Political responsibilities
Immediately after the bankruptcy, the memory of many critics went to the proposal approved five years ago, on the impetus of Silicon Valley Bank itself and other medium-sized banks. “It is the direct result of an absurd 2018 banking deregulation bill signed by Donald Trump,” Bernie Sanders said bluntly. A proposal that allowed banks like SVB “to take risks, increase their profits, pay their executives, giant bonuses and finally blow up the banks,” reiterated Elizabeth Warren. The senator, Sanders’ rival for the votes of the left of the Democratic Party in the last elections, also presented a proposal to repeal the changes introduced in 2018.
The reform allowed institutions with less than €250 billion in assets to evade the obligations expected of the largest banks, such as those to undergo annual stress tests and meet capital and liquidity requirements. There are doubts whether the rules could actually have prevented Silicon Valley Bank from going bankrupt, even though several warned of the risks at the time. The Congressional Budget Office had explicitly said that the easing increased “the likelihood that a large financial firm with assets between $100 billion and $250 billion will go bankrupt.”
At the time, Silicon Valley Bank was one of the institutions that had engaged the most in lobbying efforts. His boss Greg Becker said tighter rules would “stifle our ability to provide credit to our customers without any correspondingly significant reduction in risk,” given “the low risk profile of our operations and business model.”
Other critical voices of public intervention in the economy have also significantly subsided in recent days. Investors known for their conservative stances were among the most vocal in calling for government intervention to protect deposits that weren’t covered by collateral. “Where’s Powell?

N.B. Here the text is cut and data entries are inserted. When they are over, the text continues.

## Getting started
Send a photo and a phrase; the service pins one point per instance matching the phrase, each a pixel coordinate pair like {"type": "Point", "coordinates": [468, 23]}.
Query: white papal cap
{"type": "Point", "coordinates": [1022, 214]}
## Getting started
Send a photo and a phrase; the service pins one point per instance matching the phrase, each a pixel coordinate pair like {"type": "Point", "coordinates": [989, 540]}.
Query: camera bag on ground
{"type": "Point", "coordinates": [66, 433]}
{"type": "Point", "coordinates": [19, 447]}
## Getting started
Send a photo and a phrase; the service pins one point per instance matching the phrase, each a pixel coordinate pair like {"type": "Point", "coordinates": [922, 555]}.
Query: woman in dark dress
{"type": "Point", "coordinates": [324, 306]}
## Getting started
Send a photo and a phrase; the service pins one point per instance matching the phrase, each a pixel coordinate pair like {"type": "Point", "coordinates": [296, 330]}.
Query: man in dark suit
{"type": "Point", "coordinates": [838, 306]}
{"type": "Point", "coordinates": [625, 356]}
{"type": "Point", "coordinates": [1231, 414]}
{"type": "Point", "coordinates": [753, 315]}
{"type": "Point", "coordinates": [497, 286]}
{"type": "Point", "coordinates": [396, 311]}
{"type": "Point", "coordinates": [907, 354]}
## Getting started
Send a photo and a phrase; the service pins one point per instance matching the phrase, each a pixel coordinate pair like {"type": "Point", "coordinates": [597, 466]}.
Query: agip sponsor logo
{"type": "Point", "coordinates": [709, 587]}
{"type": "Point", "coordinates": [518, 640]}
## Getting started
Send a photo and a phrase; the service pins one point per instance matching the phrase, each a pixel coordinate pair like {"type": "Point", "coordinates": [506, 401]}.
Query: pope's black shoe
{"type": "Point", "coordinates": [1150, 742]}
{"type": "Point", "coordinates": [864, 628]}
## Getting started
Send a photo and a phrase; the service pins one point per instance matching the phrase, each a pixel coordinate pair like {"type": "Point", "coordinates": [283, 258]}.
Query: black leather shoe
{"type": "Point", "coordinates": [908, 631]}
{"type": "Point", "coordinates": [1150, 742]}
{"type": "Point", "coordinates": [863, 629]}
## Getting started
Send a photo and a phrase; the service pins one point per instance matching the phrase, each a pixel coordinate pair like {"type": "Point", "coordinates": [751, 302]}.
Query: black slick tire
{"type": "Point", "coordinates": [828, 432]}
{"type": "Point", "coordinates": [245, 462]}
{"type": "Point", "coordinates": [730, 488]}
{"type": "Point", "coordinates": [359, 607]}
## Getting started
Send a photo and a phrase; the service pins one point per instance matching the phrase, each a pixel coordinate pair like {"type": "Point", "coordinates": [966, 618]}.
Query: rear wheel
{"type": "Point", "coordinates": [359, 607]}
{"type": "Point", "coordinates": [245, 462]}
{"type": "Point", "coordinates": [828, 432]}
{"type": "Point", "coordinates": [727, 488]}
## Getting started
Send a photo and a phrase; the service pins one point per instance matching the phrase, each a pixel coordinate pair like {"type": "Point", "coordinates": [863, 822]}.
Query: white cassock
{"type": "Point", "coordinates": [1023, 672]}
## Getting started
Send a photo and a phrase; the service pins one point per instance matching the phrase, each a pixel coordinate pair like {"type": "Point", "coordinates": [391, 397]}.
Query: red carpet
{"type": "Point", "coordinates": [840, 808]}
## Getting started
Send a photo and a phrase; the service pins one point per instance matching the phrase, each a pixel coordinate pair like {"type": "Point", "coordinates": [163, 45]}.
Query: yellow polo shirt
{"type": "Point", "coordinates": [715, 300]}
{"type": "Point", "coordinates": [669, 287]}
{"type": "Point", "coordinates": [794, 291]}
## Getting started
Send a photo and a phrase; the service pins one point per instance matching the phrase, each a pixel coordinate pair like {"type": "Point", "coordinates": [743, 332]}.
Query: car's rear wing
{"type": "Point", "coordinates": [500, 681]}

Where’s Yellen? Stop this crisis NOW. Announce that all depositors will be safe”, was the heartfelt appeal of investor David Sacks, before being satisfied by Joe Biden. “Excuse me, now is the government the answer?!?”, one of the replies, between incredulous and mocking, from Twitter users. Even more pungent is the message of a Wall Street veteran, investor Jim Chanos. “It was literally the venture capital community that started the bank run on Thursday (March 9, ed), when it urged the companies (in which it invested) to withdraw their deposits. And now they want the taxpayer to save their investment,” commented Chanos. “Capitalism, in Silicon Valley sauce”.